Apesar da decisão, já referida, de não continuar as obras, e que de novo foi reforçada em 20 de Janeiro de 1938, o certo é que as reparações não podiam deixar de ser feitas, como acontece em 1942, em que a cobertura do pavilhão do peixe teve de ser escorada, por ameaçar desabar, ou, no ano seguinte, com o arranjo das escadas.
A construção, em 1948, do novo edifício da Caixa Geral de Depósitos, que implicou a saída de vários comerciantes das casas então destruídas, leva a Câmara a estudar o aproveitamento dos terrenos existentes entre o mercado e a Rua Martins de Carvalho, para o seu realojamento, sendo o projecto concluído no ano seguinte.
Periodicamente surgem novas reparações, sendo sobretudo frequentes as executadas na cobertura do pavilhão do peixe, e em 1955 algumas obras de vulto se realizaram, destacando-se entre elas a construção de um novo pavilhão de fruta.
Mas todos os arranjos eram remendos que em breve se mostravam insuficientes para as necessidades crescentes de uma população que se expandia e para a melhoria das condições cada vez mais exigida. O velho sonho de um mercado construído de raíz, num outro lugar mais desafogado, era uma miragem cada vez mais difícil de concretizar, tanto mais que os possíveis locais para o efeito iam sendo progressivamente urbanizados. E o Mercado do Calhabé, inaugurado em 1942, pela sua exiguidade, não contribuíra significativamente para atenuar a pressão que se fazia sentir no mercado principal.
Impunha-se, pois, uma completa remodelação do Mercado D. Pedro V.
Nesse sentido, é apreciado na sessão camarária de 11 de Fevereiro de 1965, um projecto da autoria do Arqº Alberto Pessoa, há muito em estudo, que previa o alargamento da Rua Olímpio Nicolau Rui Fernandes, com construção em altura, e que reduzia a zona de terreno ocupado de 7.500 para 3.100 metros quadrados. O certo é que o projecto, como vários outros, não passaria do papel, continuando as pequenas reparações, os leves arranjos, que só momentaneamente solucionavam os problemas. E, na própria Câmara Municipal, em sessão de 25 de Março de 1969, um vereador, António Nunes da Costa, faz duros comentários ao estado de degradação do mercado, chamando para o facto a atenção do presidente.
A situação arrastava-se, sem que uma solução definitiva fosse encontrada.
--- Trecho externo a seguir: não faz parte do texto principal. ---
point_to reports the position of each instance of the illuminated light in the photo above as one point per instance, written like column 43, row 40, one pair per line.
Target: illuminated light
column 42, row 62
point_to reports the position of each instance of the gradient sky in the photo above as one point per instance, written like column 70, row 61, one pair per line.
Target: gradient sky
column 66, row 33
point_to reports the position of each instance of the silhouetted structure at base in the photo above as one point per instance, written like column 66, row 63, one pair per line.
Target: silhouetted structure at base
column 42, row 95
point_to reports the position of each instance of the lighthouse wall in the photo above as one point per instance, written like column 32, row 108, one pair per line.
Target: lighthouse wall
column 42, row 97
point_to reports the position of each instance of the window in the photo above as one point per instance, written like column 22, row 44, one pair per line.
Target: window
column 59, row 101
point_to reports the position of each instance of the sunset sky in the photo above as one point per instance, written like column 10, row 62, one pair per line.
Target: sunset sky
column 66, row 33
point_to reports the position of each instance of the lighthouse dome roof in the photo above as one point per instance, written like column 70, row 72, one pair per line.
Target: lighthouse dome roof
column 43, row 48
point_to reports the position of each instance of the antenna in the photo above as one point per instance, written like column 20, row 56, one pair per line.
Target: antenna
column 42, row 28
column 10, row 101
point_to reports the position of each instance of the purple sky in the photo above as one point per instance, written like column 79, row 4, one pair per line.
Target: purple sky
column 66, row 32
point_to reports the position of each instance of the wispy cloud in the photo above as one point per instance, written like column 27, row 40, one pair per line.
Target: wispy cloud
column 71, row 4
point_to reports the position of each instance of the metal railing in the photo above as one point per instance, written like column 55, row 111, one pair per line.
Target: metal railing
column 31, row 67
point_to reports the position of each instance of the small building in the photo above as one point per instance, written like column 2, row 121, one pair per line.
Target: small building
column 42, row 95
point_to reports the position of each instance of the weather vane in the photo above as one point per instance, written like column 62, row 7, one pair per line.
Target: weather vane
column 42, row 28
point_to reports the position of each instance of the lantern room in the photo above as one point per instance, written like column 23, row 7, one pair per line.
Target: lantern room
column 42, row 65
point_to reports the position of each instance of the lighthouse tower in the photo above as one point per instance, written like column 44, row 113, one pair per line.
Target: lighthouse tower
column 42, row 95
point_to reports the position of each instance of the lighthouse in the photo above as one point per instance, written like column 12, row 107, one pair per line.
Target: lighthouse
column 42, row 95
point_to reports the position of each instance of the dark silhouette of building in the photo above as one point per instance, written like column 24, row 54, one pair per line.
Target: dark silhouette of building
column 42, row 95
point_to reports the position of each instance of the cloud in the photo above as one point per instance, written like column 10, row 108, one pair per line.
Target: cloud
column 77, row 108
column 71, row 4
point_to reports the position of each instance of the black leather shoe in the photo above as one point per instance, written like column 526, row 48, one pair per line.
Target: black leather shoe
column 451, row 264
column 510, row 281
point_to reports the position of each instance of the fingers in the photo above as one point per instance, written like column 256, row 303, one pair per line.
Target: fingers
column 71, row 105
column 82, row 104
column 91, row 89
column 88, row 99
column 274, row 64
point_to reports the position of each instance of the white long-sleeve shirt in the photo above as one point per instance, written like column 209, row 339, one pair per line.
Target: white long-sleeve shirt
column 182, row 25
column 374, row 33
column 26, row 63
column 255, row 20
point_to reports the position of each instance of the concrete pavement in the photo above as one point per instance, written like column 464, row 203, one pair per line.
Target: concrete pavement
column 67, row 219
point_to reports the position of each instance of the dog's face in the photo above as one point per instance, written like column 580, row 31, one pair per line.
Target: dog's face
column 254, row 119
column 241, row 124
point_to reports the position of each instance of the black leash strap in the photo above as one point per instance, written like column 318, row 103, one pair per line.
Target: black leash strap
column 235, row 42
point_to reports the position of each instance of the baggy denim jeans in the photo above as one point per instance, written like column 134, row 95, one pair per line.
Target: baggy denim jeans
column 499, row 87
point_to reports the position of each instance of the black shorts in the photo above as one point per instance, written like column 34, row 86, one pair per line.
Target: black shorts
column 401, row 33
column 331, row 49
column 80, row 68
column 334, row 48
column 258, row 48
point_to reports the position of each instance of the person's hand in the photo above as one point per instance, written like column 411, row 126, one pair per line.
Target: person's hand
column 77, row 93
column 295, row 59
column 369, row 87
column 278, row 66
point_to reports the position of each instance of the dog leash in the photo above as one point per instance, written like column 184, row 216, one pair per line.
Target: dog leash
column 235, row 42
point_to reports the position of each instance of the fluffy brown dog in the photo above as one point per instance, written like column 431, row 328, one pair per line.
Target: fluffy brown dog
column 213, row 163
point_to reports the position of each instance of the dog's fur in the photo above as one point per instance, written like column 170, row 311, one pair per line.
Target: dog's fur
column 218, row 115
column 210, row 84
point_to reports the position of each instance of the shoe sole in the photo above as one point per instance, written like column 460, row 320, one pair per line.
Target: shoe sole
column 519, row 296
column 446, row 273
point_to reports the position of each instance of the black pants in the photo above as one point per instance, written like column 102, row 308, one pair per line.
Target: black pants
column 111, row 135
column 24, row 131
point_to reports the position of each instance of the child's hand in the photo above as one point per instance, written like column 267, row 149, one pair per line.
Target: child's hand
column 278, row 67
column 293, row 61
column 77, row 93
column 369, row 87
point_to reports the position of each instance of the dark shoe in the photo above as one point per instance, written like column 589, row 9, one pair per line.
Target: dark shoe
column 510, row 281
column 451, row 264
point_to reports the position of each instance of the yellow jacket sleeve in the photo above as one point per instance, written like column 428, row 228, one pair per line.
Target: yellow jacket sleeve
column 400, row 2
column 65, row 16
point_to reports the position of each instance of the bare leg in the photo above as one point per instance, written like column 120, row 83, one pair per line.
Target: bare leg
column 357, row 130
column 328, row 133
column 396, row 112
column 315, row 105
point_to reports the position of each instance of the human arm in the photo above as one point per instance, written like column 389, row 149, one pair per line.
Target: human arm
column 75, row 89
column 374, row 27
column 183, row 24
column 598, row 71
Nas actas das sessões camarárias, em 1972, encontramos um retrato das carências e insuficiências do velho espaço. E é o próprio presidente, Engº Araújo Vieira, que, em 29 de Setembro, nos dá conta da situação. Depois de se referir à desactualização e envelhecimento dos mercados de D. Pedro V e do Calhabé, acrescenta que "o afluxo do público, que ocorre àqueles mercados, sobretudo ao primeiro, faz com que aumentasse a oferta de produtos que se avolumam nos lugares de venda, em quantidades industriais". De novo, em 13 de Outubro, após referir os reparos da Imprensa, apontando faltas e deficiências, continua: "Embora a comercialização dos produtos se faça assim há dezenas de anos, hoje não são toleráveis a comercialização praticada nem o tipo de instalações utilizadas. Os conceitos de higiene a respeitar, a forma de limpeza a impor e os tipos de instalações a utilizar para os produtos comercializados, obrigam a Câmara a tomar medidas enérgicas, rápidas e eficientes. Não se pode admitir a falta de higiene no mercado, tolerar instalações inadequadas à concepção de limpeza e asseio, nem fazer do chão o vazadouro dos produtos deteriorados, cascas de frutos ou de restos de produtos alimentícios. Não se pode tolerar barracas improvisadas nos locais de passagem do público, somente porque são pontos estratégicos de venda, deixando vazios os lugares próprios".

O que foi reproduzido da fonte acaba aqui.